Prize-giving controversies—some more serious than others—go back millennia. I know something about prizes, having served as chairwoman of the literary Man Booker Prize jury.

The ancient Greeks gave us the concept of the arts prize. To avoid jury corruption in their drama competitions, during the Festival of Dionysus, the Athenians devised a complicated system of votes and lotteries that is still not entirely understood today. Looking back now, the quality of the judging seems questionable. Euripides, the greatest tragedian of classical Greece, habitually challenged his society’s assumptions in tragedies like “Medea,” which sympathetically portrayed female desperation in a society where men ruled absolutely. In a three-way competition, “Medea,” which still holds the stage today, placed last.

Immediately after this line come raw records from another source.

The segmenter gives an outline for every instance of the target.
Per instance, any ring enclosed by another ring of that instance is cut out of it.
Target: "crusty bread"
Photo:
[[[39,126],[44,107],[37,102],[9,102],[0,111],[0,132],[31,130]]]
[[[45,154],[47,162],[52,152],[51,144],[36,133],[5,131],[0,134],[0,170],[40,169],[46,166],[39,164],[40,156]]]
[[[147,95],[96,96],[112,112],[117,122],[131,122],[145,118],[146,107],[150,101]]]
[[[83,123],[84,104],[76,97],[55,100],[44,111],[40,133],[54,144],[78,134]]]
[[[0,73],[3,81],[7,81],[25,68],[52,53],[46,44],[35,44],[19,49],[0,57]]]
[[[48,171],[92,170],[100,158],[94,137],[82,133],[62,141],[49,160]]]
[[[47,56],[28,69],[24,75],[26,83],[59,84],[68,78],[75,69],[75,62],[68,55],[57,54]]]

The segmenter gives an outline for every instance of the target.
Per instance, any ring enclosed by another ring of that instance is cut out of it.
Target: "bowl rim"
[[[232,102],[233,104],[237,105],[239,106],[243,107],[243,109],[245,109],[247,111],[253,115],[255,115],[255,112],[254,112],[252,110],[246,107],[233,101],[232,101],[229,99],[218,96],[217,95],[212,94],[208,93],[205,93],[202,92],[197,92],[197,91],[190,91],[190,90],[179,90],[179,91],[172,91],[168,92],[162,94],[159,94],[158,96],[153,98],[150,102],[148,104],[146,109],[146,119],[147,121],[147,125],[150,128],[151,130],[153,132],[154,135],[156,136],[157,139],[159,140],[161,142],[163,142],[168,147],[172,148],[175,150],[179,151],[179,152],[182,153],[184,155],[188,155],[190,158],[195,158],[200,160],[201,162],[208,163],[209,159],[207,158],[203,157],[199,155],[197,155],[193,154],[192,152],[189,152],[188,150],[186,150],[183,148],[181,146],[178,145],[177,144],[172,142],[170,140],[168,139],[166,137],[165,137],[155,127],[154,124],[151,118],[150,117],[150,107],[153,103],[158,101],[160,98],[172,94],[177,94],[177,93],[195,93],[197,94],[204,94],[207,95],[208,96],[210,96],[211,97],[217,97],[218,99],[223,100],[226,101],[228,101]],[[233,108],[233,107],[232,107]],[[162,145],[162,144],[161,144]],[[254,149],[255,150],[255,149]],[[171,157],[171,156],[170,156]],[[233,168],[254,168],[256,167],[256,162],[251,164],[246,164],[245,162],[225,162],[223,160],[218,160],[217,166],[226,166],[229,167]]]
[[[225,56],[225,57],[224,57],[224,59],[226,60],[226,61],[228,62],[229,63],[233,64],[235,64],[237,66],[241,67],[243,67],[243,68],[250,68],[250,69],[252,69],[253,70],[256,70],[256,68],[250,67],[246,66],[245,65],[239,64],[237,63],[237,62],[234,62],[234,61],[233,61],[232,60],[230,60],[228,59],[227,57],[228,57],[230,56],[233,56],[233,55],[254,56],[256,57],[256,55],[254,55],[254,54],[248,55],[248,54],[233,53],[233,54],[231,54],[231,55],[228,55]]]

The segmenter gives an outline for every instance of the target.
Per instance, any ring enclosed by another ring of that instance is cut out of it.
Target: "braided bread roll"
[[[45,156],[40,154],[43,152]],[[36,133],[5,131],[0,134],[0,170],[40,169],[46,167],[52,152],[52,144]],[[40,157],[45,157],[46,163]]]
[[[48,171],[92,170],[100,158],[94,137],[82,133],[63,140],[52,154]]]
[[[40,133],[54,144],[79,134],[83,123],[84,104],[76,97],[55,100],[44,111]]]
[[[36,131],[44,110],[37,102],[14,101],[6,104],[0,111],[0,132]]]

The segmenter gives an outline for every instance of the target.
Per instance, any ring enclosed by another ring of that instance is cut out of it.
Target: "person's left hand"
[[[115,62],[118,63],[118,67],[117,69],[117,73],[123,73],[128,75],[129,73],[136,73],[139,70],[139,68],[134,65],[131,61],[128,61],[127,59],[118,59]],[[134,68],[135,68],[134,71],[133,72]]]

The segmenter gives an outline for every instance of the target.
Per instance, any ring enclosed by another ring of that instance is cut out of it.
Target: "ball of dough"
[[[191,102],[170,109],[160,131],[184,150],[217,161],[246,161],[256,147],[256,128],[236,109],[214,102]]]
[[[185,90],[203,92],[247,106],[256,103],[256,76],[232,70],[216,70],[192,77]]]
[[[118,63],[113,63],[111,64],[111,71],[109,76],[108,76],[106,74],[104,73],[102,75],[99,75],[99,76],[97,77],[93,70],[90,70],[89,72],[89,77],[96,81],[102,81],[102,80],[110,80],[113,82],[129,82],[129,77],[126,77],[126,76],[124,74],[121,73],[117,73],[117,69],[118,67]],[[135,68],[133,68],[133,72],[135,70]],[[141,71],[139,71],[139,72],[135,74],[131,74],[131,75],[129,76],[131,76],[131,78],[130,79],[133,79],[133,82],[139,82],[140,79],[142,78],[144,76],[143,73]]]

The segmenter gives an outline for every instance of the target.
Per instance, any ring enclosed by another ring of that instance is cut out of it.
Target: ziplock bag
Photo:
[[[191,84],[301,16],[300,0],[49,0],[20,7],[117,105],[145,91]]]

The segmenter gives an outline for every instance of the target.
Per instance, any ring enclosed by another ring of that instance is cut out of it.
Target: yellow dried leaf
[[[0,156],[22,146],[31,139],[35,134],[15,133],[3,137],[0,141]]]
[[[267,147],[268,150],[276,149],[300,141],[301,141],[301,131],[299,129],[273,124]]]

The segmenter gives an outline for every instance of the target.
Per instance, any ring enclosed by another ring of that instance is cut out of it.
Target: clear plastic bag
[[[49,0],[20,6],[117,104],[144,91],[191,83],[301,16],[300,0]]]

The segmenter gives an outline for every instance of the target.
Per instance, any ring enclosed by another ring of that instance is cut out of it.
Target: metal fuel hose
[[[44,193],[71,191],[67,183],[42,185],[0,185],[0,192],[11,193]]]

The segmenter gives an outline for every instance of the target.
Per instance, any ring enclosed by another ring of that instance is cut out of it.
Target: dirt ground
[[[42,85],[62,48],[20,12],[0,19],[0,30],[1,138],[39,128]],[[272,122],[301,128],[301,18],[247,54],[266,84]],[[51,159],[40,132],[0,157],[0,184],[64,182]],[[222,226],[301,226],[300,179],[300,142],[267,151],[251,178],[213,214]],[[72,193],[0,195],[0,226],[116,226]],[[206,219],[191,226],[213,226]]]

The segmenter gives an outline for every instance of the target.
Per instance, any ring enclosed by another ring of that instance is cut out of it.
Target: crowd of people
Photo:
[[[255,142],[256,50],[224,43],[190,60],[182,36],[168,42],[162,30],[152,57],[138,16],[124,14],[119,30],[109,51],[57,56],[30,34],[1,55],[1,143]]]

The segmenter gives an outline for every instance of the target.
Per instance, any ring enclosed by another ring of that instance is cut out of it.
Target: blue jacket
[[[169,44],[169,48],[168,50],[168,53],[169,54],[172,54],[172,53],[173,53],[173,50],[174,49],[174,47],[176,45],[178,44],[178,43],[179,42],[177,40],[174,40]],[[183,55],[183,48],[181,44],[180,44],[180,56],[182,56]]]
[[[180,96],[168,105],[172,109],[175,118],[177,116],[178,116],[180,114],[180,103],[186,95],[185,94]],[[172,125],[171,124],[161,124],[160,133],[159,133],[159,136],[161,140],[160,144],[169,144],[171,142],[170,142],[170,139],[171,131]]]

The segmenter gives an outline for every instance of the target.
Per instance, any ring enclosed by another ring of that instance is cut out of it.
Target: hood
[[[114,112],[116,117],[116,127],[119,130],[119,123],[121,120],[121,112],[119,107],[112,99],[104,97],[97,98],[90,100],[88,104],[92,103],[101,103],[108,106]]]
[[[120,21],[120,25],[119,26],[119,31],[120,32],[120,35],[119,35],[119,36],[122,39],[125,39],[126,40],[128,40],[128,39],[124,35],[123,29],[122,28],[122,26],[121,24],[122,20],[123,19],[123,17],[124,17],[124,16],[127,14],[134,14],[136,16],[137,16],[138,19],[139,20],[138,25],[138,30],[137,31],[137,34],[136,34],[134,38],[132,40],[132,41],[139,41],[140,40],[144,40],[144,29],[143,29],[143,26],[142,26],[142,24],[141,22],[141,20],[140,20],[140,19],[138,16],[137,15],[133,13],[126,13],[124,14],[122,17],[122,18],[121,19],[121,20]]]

Controversy surrounding a competition can be a revitalizing force—especially when the powers that be support the dissidents. By the 1860s, France’s Academy of Fine Arts, the defender of official taste, was growing increasingly out of touch with contemporary art. In 1863, the jury of the prestigious annual Salon exhibition, which the academy controlled, rejected artists such as Paul Cézanne, Camille Pissarro and Édouard Manet.

The furor caused Emperor Napoleon III to order a special exhibition called the Salon “of Rejects” to “let the public judge” who was right. The public was divided, but the artists felt emboldened, and many scholars regard 1863 as the birthdate of modern painting. The Academy ultimately relinquished its control of the Salon in 1881. Its time was over.

At other times, controversies over prizes are more flash than substance. As antigovernment student protests swept Paris and many other places in 1968, a group of filmmakers tried to show solidarity with the protesters by shutting down the venerable Cannes Film Festival. At one point, directors hung from a curtain to prevent a film from starting. The festival was canceled but returned in 1969 without the revolutionary changes some critics were hoping for.

In contrast, a recent dispute at the festival over its refusal to allow in its competition Netflix films that bypass French theaters for streaming was relatively quiet but reflects the serious power struggle between streaming services and theatrical movie distributors.